Bryn Mawr Chemists Host International Conference on Molybdenum and Tungsten Enzymes
Last June, W. Alton Jones Professor of Chemistry and Dean of the Graduate School of Arts and Sciences, Sharon Burgmayer, drew together an international, interdisciplinary cadre of scholars for the Tenth International Molybdenum and Tungsten Enzyme Conference in Santa Fe, New Mexico. Conference organization assistance was contributed by Chemistry Ph.D. candidate Cassandra Gates and alumni Ben Williams (Ph.D. ’15) and Doug Gisewhite (Ph.D. ’17).
This conference chaired by Professor Burgmayer focused on new research developments in the area of molybdenum and inorganic tungsten enzymes. These metal-containing proteins are critical to the biological processes that sustain life on the planet and that play a crucial role in human health. The conference, the only meeting specifically focused on molybdenum and tungsten in biology, attracted scholars from a wide range of disciplines, such as microbiology, medicinal chemistry, synthetic inorganic model chemistry, spectroscopy, computational modeling, protein crystallography, molecular biology and genetics.

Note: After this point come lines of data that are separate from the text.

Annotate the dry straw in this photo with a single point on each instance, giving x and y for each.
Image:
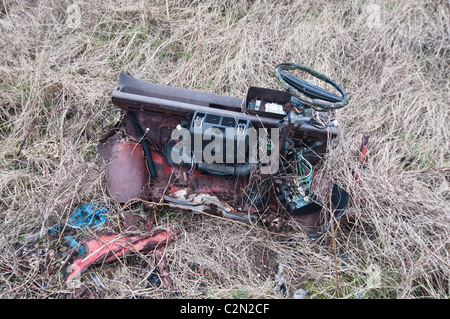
(59, 62)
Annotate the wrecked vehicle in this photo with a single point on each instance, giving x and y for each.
(253, 159)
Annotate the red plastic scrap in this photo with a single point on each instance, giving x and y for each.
(109, 247)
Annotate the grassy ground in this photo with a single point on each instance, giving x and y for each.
(59, 64)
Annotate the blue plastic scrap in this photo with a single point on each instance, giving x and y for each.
(87, 215)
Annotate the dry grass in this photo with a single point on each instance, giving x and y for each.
(55, 86)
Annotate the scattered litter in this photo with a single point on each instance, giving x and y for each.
(301, 293)
(87, 215)
(111, 247)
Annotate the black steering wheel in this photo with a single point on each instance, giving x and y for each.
(309, 94)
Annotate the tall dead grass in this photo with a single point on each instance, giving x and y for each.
(56, 77)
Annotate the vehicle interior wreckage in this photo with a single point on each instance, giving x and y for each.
(252, 159)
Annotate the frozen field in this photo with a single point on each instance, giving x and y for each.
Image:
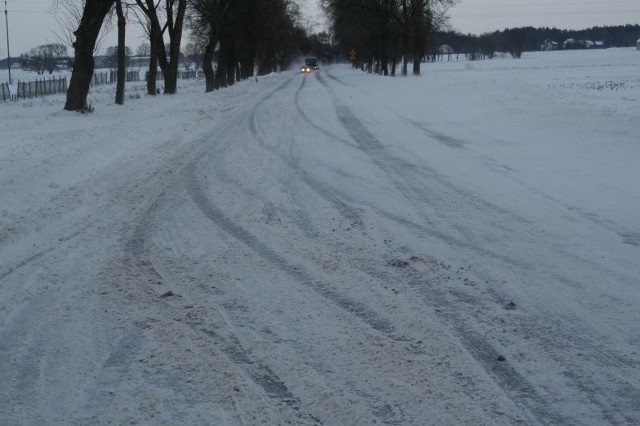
(335, 248)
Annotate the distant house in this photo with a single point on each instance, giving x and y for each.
(445, 49)
(549, 45)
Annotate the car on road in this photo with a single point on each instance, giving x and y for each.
(310, 64)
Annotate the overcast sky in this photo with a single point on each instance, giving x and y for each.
(33, 23)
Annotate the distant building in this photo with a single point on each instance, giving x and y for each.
(571, 43)
(549, 45)
(445, 49)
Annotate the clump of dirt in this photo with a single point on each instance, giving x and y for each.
(398, 263)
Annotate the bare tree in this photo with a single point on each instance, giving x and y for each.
(93, 16)
(122, 53)
(143, 50)
(174, 11)
(68, 15)
(45, 57)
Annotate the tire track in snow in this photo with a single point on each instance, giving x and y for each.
(208, 208)
(553, 335)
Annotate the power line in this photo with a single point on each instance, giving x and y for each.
(524, 15)
(574, 3)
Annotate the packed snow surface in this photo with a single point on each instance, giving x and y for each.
(334, 248)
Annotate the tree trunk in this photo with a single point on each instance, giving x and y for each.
(121, 54)
(83, 66)
(152, 75)
(207, 61)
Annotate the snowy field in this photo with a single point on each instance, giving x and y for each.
(335, 248)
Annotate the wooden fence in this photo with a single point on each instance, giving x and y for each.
(36, 88)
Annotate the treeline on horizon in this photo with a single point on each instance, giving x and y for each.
(529, 39)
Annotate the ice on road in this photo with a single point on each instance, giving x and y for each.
(333, 248)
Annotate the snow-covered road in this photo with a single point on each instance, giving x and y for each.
(332, 248)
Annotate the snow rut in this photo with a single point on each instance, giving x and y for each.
(607, 396)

Bryn Mawr’s Doug Gisewhite shared part of his recent dissertation research in his talk “Exploring the reaction chemistry of synthetic pterin-dithiolene architectures.” Additionally, current graduate student Cassie Gates shared some of her own recent contributions in presenting the poster “Exploring molybdenum pterin-dithiolene reaction chemistry.” Recent alum Ben Williams presented a poster describing his research modeling the mARC enzyme at the University of New Mexico.